Originally Published on October 13, 2022


You are defined by what you tolerate.

If you are a leader in an organization, I hope these words have weight this week.
This is one of the core tenets of Connected (Culture) Change ™, and this prophecy is coming true for Hockey Canada this month. You can read more here and read the latest at pretty much any national news outlet.

Canadians sure love their hockey. For my friends and readers who are not Canadian, let me tell you that this is a big deal, the center of our identity is falling apart. The very core of Canadian-ness, Hockey, is being eroded to the core. We are facing some very ugly music.

I say this with a bit of humor. Hockey certainly isn’t the centre of the Canadian experience for many, but these happenings are having a broad impact.

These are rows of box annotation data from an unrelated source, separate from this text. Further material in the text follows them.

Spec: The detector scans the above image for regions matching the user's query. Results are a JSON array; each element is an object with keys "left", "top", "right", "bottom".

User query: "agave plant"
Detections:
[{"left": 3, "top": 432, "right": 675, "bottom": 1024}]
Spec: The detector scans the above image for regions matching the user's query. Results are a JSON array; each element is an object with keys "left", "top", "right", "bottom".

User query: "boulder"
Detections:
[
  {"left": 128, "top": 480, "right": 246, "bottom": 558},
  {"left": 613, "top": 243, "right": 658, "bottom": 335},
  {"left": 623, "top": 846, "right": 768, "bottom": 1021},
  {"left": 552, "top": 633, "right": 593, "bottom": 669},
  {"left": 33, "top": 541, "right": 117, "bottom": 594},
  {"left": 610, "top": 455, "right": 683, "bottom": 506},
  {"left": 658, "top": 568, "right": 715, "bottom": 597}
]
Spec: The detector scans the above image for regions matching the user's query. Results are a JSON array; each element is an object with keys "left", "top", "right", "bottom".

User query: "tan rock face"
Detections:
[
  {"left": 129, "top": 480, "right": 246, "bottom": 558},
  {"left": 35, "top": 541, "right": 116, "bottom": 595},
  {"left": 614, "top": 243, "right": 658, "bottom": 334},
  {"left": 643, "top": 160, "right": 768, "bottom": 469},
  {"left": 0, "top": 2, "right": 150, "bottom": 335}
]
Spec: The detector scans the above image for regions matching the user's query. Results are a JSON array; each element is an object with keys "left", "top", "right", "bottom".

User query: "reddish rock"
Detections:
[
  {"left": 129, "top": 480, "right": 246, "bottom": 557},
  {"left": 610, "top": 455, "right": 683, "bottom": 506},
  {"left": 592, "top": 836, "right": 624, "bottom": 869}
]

The governance review only scratches the surface of what needs to change in the institution that is hockey, the elite levels of professional, amateur and national sport, and the sport that is played in millions of community rinks on weekend mornings and late into school nights across the country. The board was incompetent and ineffective, and failed at their fiduciary duty, yes. But keep in mind the way that non-profit boards work, the people on them may be highly qualified, but they typically do not have long history with the organization. Board tenure is typically capped, and only the CEO of the organization is accountable to the board. The rest of the leadership and management is under the responsibility of the CEO. Boards have no power when it comes to management and leadership decisions. They have jurisdiction only over the fiduciary health of the organization, and their governance responsibilities, they set strategy, hold the CEO accountable, evaluate and compensate the CEO and monitor the progress of the organization against the strategy. Hockey Canada is not the first time I’ve seen catastrophic governance failure, especially around fiscal responsibility. It probably won’t be the last. When this happens, it is typically a lack of experience in both board membership and Leadership (CEO and CFO).

We’ve always known there was a culture problem in the sport. These problems are not new. But nobody wanted to do anything about it before. I’m not going to detail the history, but the criticisms from Pascal St. Onge, Canada’s minister of Sport are on the right track. She criticized Hockey Canada treating sexual assault as an insurance problem rather than a systemic issue that should be confronted.

The key to understanding how this happens is culture. Hockey, as a sport, views bad behaviour of the players (and often coaches) permissible because the team must win. Therefore, the behaviour and actions of the players on the 2018 junior team (and others) is seen as a foregone conclusion. The institution and organization expect that this “type of thing” will happen along the way, accepts that this is “part of the game” and sets up a damages fund, using player fees from community organizations across the country to fund settlements when someone comes forward with a claim. There is a huge advantage to the organization to doing this. It protects players from potential legal actions brought against them, by offering an alternative to victims. After all, you can’t travel out of the country with a winning team if a bunch of players have ongoing criminal investigations against them. Legal settlement is always in the organization’s best interest. Protect the players, protect the game.

The problem at Hockey Canada is accountability – you see it at the board level, you see it at the management and leadership levels, and you see it emerge in lower levels of the sport as soon as competition becomes more important than personal and professional ethics.

The challenge here is that, fixing this goes beyond fixing Hockey Canada, the national institution. The ENTIRE culture needs an overhaul.

An allegory to this is, a criminal doesn’t wake up one morning, rob a bank, and make off with a million dollars spontaneously. This behaviour starts early, it is repeated often, and is reinforced. Maybe it is pinching a few candy bars from the local corner store, and not getting caught. Later, stealing a necklace from a relative and pawning it. Family members write it off as “they are a good person at heart, just going through a rough time”. At school, they are caught with fundraising proceeds from an event at the school. But they are a star football player and suspending them means that the team will certainly lose, so the principal lets them off with a warning. Later, they embezzle small amounts from their employers, a little cash out of the till, cash a few cheques, but they always get away with it. Nobody holds them accountable, and the behaviour is tolerated and reinforced until it escalates to a point that they rob a bank.

Crime does not start with robbing a bank, just as the actions that are the subject of the review do not appear for the first time at the 2018 junior championship.

Hockey Canada is no different from many organizations with toxic cultures. Tolerance of bad behaviour from star performers has caused this. It's so steeped into the culture that it is accepted as a foregone conclusion. A foregone conclusion that the CEO and CFO supported and that the board didn’t even think to challenge.

The lesson learned here, for leaders, is that you are defined by what you tolerate.